Often criticized for its failure to make money for rights holders, Spotify’s average rate per play continues to decline, calling into question, yet again, the viability of the freemium model of music streaming.
Down, down, down it goes, where it stops nobody knows… The monthly average rate per play on Spotify is currently .00408 for master rights holders.
48 Months of Spotify Streaming Rates from Jun 2011 thru May 2015 on an indie label catalog of over 1,500 songs with over 10m plays.
Spotify rates per spin appear to have peaked and are now on a steady decline over time.

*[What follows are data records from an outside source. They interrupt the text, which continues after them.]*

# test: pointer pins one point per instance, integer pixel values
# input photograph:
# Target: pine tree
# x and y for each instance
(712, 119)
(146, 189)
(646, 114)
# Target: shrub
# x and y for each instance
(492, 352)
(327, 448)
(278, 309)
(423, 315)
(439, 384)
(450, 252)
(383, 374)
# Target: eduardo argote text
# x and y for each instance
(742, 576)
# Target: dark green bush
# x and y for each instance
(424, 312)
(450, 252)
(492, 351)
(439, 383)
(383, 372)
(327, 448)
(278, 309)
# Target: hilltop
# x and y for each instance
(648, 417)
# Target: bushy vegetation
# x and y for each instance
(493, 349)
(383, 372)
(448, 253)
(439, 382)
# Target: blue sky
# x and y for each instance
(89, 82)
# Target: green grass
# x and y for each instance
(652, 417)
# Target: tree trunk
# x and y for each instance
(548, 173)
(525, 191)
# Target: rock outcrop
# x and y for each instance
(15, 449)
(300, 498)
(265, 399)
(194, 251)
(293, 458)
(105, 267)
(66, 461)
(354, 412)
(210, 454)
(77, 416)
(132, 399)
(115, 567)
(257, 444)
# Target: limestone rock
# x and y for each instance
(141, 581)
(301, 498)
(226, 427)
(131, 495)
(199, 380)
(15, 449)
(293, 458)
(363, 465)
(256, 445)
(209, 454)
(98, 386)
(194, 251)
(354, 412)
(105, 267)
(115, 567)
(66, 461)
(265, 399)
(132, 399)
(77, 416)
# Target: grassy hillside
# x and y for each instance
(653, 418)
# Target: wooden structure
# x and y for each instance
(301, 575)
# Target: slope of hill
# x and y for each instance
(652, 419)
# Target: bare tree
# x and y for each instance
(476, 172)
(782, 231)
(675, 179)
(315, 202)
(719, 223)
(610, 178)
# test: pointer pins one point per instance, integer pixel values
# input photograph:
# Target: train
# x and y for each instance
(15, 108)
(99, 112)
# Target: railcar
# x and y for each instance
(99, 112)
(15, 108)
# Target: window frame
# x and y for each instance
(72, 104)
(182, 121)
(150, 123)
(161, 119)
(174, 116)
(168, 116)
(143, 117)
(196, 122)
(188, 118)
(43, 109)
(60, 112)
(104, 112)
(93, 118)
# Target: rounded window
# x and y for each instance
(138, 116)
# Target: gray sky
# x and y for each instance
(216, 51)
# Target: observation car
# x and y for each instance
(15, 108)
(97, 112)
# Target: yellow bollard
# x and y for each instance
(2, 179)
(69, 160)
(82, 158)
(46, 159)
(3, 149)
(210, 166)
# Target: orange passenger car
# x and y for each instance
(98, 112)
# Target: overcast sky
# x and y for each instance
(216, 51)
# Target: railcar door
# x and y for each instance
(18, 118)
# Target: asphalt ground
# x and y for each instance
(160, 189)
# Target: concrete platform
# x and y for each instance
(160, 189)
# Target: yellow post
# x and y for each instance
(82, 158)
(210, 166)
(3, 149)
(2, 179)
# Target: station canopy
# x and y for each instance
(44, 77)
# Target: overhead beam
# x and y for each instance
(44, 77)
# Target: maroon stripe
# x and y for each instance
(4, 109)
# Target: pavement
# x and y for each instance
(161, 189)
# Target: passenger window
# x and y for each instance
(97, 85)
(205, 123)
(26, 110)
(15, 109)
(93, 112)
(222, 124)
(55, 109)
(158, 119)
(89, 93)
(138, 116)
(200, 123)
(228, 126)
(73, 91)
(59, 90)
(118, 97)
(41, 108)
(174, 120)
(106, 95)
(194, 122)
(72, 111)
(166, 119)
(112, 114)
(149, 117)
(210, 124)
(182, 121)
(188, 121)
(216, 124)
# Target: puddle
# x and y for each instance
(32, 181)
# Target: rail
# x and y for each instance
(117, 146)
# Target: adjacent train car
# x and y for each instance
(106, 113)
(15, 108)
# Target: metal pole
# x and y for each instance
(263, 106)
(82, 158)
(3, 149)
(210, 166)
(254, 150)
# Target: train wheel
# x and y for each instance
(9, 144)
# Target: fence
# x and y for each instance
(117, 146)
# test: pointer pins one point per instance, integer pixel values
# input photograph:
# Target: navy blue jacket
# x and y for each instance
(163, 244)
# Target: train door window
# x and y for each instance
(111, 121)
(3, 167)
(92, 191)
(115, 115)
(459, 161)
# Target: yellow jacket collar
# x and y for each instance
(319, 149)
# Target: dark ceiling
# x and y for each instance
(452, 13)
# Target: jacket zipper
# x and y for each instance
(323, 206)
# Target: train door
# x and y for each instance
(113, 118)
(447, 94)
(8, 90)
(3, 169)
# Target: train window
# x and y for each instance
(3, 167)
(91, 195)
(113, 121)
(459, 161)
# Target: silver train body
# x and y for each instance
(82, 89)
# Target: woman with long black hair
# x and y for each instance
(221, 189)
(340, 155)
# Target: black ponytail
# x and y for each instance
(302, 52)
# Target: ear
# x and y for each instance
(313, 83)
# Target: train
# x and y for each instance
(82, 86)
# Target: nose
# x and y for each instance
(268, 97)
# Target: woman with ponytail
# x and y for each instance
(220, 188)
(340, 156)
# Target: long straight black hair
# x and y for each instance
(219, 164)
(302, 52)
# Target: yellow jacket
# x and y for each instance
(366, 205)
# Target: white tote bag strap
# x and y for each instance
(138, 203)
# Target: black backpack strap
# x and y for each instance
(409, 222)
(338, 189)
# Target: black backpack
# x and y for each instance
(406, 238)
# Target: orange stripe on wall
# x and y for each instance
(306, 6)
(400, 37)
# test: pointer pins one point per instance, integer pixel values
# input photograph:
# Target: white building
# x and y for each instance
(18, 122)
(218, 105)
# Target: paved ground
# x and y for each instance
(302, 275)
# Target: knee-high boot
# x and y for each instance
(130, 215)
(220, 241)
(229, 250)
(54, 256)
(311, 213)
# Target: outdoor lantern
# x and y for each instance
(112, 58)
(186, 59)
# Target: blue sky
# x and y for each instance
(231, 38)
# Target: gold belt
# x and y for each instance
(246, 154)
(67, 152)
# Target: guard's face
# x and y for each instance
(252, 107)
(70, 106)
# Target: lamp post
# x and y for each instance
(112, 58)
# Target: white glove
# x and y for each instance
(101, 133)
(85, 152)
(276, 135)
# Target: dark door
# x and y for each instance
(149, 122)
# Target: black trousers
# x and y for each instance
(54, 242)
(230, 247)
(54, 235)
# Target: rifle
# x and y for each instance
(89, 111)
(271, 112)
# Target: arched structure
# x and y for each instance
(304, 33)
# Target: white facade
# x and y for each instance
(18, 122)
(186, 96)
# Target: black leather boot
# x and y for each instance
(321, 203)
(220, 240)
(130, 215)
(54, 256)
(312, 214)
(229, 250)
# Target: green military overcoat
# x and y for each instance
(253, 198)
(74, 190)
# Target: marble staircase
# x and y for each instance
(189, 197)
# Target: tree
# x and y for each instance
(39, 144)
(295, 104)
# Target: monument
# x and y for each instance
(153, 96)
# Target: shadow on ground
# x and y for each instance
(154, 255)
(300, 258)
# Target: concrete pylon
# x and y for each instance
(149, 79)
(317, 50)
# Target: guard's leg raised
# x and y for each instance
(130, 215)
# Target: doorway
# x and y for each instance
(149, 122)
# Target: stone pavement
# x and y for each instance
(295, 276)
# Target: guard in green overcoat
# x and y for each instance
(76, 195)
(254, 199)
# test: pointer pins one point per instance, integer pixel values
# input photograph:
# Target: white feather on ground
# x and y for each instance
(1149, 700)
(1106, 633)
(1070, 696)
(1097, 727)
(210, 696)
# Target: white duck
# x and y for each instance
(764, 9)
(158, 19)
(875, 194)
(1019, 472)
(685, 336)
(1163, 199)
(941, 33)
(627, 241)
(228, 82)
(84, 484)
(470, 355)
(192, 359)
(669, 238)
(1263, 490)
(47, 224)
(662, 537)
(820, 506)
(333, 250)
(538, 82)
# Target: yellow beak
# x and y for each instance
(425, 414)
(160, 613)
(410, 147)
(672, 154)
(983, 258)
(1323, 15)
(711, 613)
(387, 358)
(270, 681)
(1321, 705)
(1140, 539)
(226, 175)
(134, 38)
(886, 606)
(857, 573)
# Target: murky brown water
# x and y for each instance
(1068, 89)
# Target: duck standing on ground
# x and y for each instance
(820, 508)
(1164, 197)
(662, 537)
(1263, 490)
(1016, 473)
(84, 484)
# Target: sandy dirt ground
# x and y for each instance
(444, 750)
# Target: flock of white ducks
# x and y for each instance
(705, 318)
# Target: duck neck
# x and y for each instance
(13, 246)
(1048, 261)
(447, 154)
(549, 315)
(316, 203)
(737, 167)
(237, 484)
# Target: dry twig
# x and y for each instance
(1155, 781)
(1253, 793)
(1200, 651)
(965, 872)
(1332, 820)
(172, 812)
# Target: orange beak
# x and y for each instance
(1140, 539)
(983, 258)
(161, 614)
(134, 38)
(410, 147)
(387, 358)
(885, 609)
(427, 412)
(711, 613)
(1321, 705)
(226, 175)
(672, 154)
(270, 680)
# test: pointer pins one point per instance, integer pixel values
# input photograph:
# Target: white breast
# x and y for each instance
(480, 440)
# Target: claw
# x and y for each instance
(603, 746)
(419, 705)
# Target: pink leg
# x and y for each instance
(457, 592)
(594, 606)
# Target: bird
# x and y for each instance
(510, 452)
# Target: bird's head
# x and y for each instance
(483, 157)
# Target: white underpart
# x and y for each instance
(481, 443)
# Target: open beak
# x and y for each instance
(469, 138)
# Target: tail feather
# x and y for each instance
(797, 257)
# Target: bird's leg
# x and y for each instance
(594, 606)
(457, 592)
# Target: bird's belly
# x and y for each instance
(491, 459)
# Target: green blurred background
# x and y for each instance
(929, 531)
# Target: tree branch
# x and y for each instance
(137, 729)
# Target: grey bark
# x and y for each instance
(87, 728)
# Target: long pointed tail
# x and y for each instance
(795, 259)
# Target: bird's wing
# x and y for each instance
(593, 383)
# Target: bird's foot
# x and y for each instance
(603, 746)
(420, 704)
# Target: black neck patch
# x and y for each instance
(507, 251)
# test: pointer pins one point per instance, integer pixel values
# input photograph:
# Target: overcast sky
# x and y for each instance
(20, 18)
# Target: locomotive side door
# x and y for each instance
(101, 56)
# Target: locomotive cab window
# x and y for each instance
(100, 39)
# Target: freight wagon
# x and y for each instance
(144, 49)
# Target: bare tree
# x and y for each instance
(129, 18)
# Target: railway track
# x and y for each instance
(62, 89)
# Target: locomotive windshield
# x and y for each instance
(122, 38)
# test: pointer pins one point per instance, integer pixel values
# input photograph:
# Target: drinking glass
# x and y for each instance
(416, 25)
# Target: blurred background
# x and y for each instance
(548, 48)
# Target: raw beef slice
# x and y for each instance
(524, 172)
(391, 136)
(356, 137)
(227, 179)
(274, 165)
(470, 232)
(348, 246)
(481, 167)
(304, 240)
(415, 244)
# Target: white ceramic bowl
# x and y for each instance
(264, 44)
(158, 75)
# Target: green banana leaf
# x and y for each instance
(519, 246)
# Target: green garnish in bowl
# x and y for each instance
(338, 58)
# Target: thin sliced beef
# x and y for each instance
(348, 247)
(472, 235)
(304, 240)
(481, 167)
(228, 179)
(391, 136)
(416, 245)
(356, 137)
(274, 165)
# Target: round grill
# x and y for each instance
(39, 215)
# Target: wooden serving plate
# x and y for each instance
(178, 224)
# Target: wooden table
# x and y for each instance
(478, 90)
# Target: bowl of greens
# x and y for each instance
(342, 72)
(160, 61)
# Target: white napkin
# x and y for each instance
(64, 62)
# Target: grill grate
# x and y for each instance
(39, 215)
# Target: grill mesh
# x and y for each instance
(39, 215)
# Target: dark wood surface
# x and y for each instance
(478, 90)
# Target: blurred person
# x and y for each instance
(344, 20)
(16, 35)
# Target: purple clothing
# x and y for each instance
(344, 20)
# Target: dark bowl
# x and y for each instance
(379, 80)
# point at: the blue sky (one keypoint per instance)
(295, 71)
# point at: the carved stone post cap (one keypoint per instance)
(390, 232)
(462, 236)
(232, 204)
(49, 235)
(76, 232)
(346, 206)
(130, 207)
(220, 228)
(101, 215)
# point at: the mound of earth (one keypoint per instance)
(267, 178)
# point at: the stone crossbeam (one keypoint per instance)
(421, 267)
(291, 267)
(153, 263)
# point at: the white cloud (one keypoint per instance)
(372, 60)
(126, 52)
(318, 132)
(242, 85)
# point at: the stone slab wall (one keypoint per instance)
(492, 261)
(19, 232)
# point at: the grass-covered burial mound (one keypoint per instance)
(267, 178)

Per stream rates are dropping because the amount of revenue is not keeping pace with the number of streams. There are several possible causes:
1) Advertising rates are falling as more “supply” (the number of streams) come on line and the market saturates.
2) The proportion of lower paying “free streams” is growing faster than the proportion of higher paying “paid streams.”
3) All of the above.
This confirms our long held suspicion that as a flat price “freemium” subscription service scales the price per stream will drop. As the service reaches “scale” the pool of streaming revenue becomes a fixed amount. The pie can’t get any larger and adding more streams only cuts the pie into smaller pieces!
The data above is aggregated. In all cases the total amount of revenue is divided by the total number of the streams per service (ex: $4,080 / 1,000,000 = .00408 per stream). Multiple tiers and pricing structures are all summed together and divided to create an averaged, single rate per play.